The Anomaly Detection panel identifies values that are significantly different from the rest of the data in a field. These anomalies may be data entry errors that need correction or legitimate edge cases that require special handling during matching.

How Anomalies Are Detected

MatchLogic uses Z-score analysis to identify anomalies. The Z-score measures how many standard deviations a value is from the mean. Values with Z-scores beyond a threshold (typically 2 or 3 standard deviations) are flagged as anomalies.

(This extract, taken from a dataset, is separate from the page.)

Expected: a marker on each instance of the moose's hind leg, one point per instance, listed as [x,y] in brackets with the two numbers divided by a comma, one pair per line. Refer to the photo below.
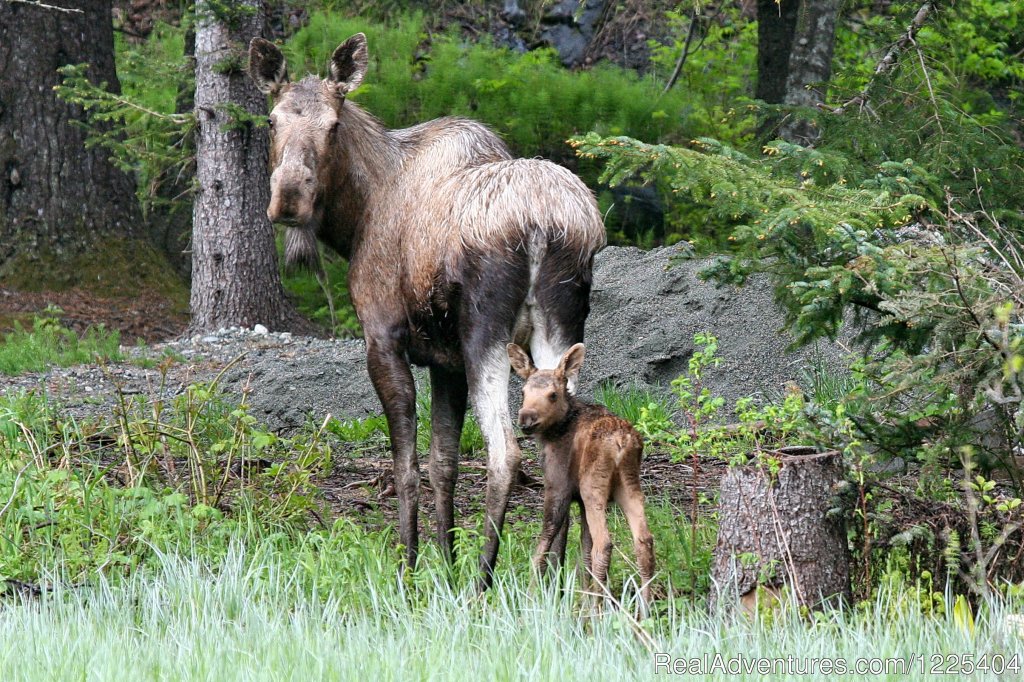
[393,382]
[488,383]
[448,410]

For text fields, anomaly detection is based on characteristics like:

  • Value length -- Names that are unusually long or short compared to the average
  • Character composition -- Values with unexpected character types (numbers in name fields)
  • Pattern deviation -- Values that do not match the dominant patterns for the field

For numeric fields, anomaly detection works on the actual numeric values:

  • Extreme values -- Numbers far above or below the typical range
  • Zero or negative values -- When the field typically contains positive numbers

Common Types of Anomalies

Here are examples of anomalies you might encounter during data profiling:

  • Unusually long names -- A name field where most values are 5-20 characters but one entry is 200 characters, possibly containing an entire address or notes pasted into the wrong field.
  • Extreme numeric values -- An age field with values of 0 or 999, indicating placeholder or error values.
  • Rare patterns -- A phone number field where 99% of values follow standard formats but a few contain letters or special characters.
  • Encoding issues -- Values with non-printable characters, Unicode artifacts, or HTML entities that slipped in during import.

Reviewing Anomalies

For each flagged anomaly, the panel shows:

  • The actual value (or a truncated preview for long values)
  • The field it belongs to
  • How far it deviates from the norm

Click on an anomalies to view the full record, which helps you determine whether it is a genuine error or a valid edge case.

What to Do with Anomalies

Before proceeding to matching, decide how to handle each category of outlier:

  1. Data entry errors -- Correct these using data cleansing rules. For example, use replace-and-remove-operations to fix known bad values.
  2. Placeholder values -- Values like "N/A", "Unknown", or "999" should be removed or converted to nulls so they do not create false matches.
  3. Legitimate edge cases -- Some outliers are valid (very long legal company names, unusually high transaction amounts). Leave these as-is but be aware they may score differently during matching.
  4. Wrong-field data -- Data entered in the wrong column should be corrected at the source if possible, or excluded from matching criteria.

Important

Anomalies can cause unexpected matching behavior. A placeholder value like "Unknown" in a name field could match across hundreds of unrelated records, creating a massive false-positive group. Always review anomalies before running matches.

Tip

Use the detailed-analysis-view to sort fields by anomaly count and focus your review on the fields with the most anomalies first.